少し悩んだ話でもあったのですが、お楽しみいただければ幸いです。


「無理だ」

 俺はリコの渾身の願いを、その一言で一蹴した。

 理論的に無理、なのではない。俺の感情論だ。

「な……っ…………」

 リコも絶句する。自分の全てを掛けた懇願を、願いをたった一言で断られたのだから、無理も無い 

「一応、理由を聞かせてくださいますか?」

 それでも、こうして俺に聞き返すことが出来たのは、王女としての精神力の強さが窺い知れる。

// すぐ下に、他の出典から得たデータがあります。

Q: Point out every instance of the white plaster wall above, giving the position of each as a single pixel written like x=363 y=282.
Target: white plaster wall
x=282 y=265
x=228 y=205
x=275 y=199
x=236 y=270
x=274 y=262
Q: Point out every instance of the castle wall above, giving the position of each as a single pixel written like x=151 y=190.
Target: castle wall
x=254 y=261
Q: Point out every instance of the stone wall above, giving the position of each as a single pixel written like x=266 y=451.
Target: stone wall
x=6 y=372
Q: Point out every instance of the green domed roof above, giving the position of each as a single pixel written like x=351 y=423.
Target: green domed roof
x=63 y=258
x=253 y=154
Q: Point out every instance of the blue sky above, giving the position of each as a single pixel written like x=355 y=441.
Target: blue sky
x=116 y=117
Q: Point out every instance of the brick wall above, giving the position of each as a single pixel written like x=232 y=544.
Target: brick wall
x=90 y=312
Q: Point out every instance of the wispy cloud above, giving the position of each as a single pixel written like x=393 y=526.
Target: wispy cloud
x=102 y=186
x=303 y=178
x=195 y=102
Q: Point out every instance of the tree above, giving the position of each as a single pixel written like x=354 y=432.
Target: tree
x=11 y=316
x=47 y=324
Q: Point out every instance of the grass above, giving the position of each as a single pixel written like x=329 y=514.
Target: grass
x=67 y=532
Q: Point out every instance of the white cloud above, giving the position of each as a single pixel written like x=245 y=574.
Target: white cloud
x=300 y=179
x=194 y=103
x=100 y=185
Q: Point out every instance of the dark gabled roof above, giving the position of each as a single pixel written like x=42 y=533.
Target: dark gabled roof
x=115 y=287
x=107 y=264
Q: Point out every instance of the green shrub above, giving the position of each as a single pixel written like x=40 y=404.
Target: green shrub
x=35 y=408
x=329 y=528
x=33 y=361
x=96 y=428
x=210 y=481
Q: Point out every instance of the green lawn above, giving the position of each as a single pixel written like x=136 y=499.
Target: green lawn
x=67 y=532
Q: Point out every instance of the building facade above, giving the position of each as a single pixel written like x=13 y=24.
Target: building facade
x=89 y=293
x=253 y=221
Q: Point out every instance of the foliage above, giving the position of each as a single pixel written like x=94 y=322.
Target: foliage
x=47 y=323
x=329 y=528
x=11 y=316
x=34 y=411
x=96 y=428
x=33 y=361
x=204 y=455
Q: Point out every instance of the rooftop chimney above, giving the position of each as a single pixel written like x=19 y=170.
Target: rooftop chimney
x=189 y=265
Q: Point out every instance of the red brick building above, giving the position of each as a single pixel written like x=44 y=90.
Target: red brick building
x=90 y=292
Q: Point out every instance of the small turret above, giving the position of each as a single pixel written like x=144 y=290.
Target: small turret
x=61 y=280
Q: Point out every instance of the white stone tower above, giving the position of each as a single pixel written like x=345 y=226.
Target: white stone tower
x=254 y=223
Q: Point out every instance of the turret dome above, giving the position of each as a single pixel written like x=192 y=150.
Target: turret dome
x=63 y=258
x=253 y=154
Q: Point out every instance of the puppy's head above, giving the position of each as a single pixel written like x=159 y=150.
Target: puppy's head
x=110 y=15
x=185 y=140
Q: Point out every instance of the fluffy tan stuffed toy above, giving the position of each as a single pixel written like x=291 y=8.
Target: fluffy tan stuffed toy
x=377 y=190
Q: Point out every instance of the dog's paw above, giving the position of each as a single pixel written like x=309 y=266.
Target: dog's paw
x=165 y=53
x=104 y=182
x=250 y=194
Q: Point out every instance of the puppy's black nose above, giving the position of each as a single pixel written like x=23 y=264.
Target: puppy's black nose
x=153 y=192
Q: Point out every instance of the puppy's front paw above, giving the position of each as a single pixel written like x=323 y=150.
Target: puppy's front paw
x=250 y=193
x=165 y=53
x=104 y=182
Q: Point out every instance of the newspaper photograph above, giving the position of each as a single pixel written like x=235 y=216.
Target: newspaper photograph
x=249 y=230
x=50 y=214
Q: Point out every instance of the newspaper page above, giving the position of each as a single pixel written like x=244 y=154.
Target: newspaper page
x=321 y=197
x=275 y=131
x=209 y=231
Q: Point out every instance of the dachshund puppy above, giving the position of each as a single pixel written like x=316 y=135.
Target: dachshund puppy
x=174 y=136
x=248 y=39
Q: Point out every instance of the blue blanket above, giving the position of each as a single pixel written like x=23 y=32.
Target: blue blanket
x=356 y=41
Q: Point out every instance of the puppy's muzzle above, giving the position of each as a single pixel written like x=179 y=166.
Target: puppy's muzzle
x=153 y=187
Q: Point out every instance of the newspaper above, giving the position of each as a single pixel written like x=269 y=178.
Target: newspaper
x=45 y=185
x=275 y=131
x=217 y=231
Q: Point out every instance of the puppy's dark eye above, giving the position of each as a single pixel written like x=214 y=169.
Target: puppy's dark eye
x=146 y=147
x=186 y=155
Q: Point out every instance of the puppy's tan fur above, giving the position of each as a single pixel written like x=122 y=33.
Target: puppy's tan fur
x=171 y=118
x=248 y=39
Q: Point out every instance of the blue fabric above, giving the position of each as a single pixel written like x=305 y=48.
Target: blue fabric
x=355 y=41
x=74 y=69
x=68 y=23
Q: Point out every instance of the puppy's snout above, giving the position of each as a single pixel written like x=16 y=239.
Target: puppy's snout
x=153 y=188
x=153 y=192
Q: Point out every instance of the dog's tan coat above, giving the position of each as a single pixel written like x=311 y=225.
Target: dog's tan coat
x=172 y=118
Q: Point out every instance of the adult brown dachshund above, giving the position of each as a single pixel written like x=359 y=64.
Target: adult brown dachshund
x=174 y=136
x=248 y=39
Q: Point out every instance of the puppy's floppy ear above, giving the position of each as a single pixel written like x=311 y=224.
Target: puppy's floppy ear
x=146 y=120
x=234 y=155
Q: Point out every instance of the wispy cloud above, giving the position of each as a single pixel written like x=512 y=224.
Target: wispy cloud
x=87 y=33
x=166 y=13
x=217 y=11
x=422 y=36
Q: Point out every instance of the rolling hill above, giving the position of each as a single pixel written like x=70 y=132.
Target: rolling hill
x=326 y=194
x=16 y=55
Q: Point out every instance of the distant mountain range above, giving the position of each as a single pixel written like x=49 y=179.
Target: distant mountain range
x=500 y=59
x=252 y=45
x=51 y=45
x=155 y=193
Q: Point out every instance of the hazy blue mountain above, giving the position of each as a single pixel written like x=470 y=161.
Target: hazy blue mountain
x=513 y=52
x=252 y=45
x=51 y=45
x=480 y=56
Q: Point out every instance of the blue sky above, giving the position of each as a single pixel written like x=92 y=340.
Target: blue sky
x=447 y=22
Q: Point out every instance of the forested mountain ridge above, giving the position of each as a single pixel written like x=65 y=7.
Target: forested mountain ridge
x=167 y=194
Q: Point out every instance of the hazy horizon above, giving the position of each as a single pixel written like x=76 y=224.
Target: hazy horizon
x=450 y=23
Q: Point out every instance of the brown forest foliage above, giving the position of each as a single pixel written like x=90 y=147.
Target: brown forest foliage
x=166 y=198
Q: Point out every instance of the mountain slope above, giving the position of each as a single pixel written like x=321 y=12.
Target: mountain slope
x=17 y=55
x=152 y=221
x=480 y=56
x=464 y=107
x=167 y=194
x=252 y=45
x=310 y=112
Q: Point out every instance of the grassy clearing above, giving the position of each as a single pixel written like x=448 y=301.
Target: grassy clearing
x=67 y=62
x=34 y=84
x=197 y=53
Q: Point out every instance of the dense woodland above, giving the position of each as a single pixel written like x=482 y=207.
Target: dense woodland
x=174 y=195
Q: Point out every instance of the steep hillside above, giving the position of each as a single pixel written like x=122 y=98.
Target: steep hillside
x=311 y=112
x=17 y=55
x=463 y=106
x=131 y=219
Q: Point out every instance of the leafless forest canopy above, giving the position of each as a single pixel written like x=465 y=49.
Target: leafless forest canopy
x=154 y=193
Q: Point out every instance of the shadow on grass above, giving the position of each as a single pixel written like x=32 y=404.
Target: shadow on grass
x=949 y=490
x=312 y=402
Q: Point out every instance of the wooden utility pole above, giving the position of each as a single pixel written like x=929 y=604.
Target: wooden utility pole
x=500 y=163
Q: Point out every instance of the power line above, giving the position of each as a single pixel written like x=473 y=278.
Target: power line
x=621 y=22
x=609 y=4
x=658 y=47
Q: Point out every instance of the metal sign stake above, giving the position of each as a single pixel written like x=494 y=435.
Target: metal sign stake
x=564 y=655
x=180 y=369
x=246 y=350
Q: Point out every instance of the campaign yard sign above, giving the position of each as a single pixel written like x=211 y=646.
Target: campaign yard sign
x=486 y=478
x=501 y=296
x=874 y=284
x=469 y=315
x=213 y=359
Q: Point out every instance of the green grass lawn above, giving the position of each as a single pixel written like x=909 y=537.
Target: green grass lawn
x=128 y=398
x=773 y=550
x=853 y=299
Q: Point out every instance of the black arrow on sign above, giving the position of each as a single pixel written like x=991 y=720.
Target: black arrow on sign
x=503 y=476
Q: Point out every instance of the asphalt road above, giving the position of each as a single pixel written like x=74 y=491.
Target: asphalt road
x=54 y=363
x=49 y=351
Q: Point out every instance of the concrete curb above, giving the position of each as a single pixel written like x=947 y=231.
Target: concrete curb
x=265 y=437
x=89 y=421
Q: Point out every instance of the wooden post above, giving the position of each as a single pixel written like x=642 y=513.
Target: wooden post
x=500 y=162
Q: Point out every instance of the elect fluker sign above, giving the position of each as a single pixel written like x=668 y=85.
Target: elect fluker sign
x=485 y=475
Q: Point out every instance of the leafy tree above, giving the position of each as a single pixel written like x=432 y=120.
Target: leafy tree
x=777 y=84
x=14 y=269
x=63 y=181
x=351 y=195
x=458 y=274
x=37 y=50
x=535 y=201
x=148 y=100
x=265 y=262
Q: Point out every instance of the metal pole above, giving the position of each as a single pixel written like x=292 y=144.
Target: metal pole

ならば、ここは正直に自分の気持ちを伝えることが、今の自分に出来る最善策だ。

「俺は、戦いたくない」

「どうして!? 貴方は王剣を携えて、わたしの前に現れました! 貴方には、この王国を救うだけの力を持っているはずなんです! じゃないと、可笑しいじゃないですか!!」

 確かに、伝説ではそうなっているのかも知れない。

 王剣を持って現れた人間が、王国の危機を救うと。

「でも、嫌だ。王国を救うってことは、俺が王国を危機に陥れた人間と戦わないと駄目ってことだろ? 俺は、殺し合いなんて嫌だ。俺が殺すのも、俺以外の誰かが殺しあうのだって……」

「じゃあ、わたしにこのまま目を瞑って見ていろと? 祖国が逆賊に蹂躙され、荒らされていくのを黙って見ていろと!?」

 それは辛すぎるだろう。

 俺はこの世界に来たばかりだから、情勢などは知らない。それが如何に複雑な問題なのかも、だ。

 しかしリコは違う。

 彼女はこの世界で生まれ、この世界だけを見て生きてきた筈だ。そして、愛する祖国と常に共にあったはずだ。そんな心の拠り所も、肉親すらも失ったこの少女には、今の世界はどのように見えているのだろうか?

 そんなことは想像できるはずが無い。

 だって、俺は俺で、リコはリコだからだ。

 お互いのことを『ある程度』知ることは出来ても、完全に理解することは出来ない。

 だから、俺にはリコが抱える本当の苦悩など知る由も無いのだ。それでも、

「――俺は、戦いたくないから。俺やリコが戦っても、問題は解決しないよ。だって、殺しあえば憎しみが増えるだけなんだから」

 俺はリコの反応を待たずに、王剣アルファセウスに手を掛けた。

 そして、その得物を静かに、そしてゆっくりとした緩慢な動作でリコの正面へと置いた。

「これは、返すよ。俺には必要のないものだから」

 俺は機会を捨てた。

 これが物語なら、俺は剣を取り、王国を救った英雄となるのだろう。神話で語り継がれてきた、数多の英雄。俺がその一人になれるような、恐らく元の世界では決して手に入らないような名誉と賞賛、そして富を勝ち取ることが出来たのかもしれない。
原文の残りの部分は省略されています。